All'origine di questa iniziativa vi è la risposta che il Governo ha dato a un'interrogazione di Pronzini sui vitalizi dei consiglieri di Stato. Una risposta insoddisfacente per Pronzini, secondo cui nessuna delle sue domande è stata realmente evasa. Egli chiede quindi di introdurre delle nuove regole per obbligare il Governo a rispondere compiutamente agli atti parlamentari.

"Oltre 480 giorni fa, e più precisamente in data 5 giugno 2015" scrive Pronzini, "ho presentato un’interrogazione al Consiglio di Stato intitolata “Chiarezza sui vitalizi dei Consiglieri di Stato”. Con la stessa ponevo al Consiglio di Stato tre domande in merito all’ammontare dei vitalizi degli ex-Consiglieri di stato e degli ex-magistrati (entrati in carica prima del 1° gennaio 1986). Più in particolare chiedevo: a quanto ammontassero i vitalizi percepiti dagli ex-consiglieri di stato ed ex-magistrati, suddivisi per tranches; a quanto ammontasse in media, nel 2013, per gli ex-Consiglieri di Stato il reddito da eventuale attività lucrativa; a quanto ammontasse, nel 2013, in assoluto, la retribuzione per mandati da parte dell’ente pubblico (cantone, comuni o confederazione ed enti parastatali), ad ex-Consiglieri di Stato."

"Come indicato nella Legge sul Gran Consiglio e sui rapporti con il Consiglio di Stato un’interrogazione o un’interpellanza è un atto a disposizione di un deputato con il quale egli può porre all’esecutivo, su un oggetto d’interesse pubblico generale, alcune domande" prosegue il deputato MpS. "Ora, è pacifico che la tematica relativa ai privilegi dei vitalizi dei Consiglieri di Stato sia un tema d’interesse pubblico."

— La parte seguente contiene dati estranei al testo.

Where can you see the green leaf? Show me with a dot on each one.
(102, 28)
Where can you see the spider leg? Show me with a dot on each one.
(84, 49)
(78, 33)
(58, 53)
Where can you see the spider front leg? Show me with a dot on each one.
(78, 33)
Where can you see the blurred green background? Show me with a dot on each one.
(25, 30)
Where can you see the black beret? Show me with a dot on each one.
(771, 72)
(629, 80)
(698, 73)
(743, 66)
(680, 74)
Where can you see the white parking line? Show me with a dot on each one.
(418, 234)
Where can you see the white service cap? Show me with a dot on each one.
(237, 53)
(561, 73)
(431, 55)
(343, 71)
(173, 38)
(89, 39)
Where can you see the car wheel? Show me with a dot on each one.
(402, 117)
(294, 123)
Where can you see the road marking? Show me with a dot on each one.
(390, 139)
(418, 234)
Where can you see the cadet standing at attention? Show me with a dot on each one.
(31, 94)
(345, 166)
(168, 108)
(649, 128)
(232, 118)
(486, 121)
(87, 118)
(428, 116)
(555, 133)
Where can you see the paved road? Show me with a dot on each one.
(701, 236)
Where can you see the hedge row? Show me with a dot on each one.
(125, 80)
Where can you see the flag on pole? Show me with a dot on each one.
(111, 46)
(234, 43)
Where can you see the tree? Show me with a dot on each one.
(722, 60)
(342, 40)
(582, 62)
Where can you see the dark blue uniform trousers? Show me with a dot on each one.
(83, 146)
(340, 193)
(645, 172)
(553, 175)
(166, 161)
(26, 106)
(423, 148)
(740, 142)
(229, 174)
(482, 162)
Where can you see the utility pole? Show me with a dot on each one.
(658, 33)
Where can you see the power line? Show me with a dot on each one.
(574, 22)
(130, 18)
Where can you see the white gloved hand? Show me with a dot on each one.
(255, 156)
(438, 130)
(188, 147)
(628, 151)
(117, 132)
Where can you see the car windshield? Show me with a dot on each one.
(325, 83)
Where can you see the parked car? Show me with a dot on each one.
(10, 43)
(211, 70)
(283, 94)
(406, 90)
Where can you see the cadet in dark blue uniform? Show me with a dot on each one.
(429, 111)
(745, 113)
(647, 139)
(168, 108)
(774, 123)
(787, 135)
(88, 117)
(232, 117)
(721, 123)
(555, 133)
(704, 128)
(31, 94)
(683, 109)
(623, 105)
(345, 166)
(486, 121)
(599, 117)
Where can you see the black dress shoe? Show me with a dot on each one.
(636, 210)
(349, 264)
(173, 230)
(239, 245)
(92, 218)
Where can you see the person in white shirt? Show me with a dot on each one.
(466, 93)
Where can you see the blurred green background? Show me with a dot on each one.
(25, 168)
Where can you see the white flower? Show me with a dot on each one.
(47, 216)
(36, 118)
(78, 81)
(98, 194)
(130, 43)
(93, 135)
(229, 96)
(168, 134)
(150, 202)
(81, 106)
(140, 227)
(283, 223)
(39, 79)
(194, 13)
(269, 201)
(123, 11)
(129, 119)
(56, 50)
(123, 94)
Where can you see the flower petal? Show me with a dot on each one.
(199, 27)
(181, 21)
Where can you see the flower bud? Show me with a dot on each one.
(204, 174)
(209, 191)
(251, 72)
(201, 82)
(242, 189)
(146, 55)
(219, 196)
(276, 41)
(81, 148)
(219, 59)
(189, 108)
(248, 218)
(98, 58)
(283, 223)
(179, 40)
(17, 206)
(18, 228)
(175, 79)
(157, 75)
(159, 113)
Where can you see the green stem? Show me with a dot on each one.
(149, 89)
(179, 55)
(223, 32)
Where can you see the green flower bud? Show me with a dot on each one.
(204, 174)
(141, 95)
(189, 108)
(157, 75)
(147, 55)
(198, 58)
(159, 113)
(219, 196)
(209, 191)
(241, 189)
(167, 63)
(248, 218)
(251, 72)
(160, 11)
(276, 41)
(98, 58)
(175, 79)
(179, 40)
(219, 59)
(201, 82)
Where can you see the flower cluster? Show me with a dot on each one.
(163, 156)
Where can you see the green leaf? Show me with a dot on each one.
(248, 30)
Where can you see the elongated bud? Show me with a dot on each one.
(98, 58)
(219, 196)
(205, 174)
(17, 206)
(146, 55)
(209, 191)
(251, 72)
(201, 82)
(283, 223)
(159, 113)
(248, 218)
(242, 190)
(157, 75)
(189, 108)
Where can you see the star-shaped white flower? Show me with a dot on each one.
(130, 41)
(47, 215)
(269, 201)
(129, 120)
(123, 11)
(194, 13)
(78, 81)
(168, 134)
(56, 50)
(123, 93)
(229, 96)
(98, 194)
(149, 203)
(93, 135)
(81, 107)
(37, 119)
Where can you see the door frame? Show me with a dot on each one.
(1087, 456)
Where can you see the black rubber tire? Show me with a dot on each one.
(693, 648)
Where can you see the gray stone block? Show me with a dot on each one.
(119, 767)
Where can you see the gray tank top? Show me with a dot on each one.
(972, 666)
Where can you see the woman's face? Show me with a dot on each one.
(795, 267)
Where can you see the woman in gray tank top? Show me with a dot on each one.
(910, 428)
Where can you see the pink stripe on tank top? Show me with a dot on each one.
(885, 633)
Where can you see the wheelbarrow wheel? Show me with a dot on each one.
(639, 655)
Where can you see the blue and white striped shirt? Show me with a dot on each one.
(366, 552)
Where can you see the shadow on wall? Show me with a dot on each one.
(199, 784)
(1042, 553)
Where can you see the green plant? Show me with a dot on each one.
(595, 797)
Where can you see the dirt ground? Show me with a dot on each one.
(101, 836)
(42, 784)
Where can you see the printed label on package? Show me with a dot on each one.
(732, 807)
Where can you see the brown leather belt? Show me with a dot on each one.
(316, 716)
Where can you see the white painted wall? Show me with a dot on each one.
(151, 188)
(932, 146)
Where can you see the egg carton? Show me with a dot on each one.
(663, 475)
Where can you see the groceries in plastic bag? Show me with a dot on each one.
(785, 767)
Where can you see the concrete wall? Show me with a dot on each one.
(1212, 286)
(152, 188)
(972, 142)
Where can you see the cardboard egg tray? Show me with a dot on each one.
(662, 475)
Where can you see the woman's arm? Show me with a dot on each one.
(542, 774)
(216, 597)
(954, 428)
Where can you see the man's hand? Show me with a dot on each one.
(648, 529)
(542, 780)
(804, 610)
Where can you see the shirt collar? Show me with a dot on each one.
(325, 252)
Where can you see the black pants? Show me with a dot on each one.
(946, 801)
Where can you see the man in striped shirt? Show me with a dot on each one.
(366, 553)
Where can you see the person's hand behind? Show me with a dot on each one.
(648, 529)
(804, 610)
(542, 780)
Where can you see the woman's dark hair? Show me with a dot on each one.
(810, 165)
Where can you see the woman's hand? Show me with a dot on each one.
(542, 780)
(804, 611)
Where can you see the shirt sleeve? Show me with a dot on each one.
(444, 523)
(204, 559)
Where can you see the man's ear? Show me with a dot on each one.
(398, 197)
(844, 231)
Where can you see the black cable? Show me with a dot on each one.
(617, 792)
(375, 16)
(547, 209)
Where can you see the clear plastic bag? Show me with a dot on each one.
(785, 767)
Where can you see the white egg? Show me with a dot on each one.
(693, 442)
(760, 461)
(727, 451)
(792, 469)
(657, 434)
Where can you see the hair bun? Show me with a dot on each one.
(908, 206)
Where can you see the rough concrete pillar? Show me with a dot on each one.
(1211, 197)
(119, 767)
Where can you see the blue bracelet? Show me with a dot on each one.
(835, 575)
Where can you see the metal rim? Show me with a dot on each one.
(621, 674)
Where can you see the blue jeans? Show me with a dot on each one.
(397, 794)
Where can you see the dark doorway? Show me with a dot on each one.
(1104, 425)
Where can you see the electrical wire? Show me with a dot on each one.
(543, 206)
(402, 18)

"Il Consiglio di Stato, malgrado il suo obbligo di rispondere entro 60 giorni dall’inoltro di una interrogazione, non vi ha dato seguito" denuncia Pronzini. "Addirittura, in modo offensivo ed irrispettoso nei confronti del Legislativo e dei suoi membri, ritiene la mia interrogazione evasa con la presentazione del messaggio 7182 ( pagina 16 punto 6). In nessuna delle 16 pagine vi è uno straccio di dato che riguarda le tre domande poste con la mia interrogazione."

"Anche in altre situazione, di fronte ad atti parlamentari presentati da deputati, con i quali tra l’altro ho poco da spartire dal punto di vista politico, il Consiglio di Stato si è permesso di “far la morale” dando un giudizio di merito sulle domande poste e non rispondendo o rispondendo solo in parte alle stesse" scrive ancora Pronzini.

Il deputato MpS chiede quindi di modificare la Legge sul Gran Consiglio e sui rapporti con il Consiglio di Stato aggiungendo i due seguenti capoversi:

Interpellanza

Art. 97

cpv. 5bis(nuovo) Il Consiglio di Stato è tenuto a rispondere compiutamente all’interpellanza, a meno che una disposizione di legge o un interesse pubblico superiore glielo impediscano. In tal caso, il Consiglio di Stato indica espressamente l’esistenza e l’esatta portata di tale impedimento.

Interrogazione

Art. 98

cpv. 4 (nuovo) Il Consiglio di Stato è tenuto a rispondere compiutamente all’interrogazione, a meno che una disposizione di legge o un interesse pubblico superiore glielo impediscano. In tal caso, il Consiglio di Stato indica espressamente l’esistenza e l’esatta portata di tale impedimento.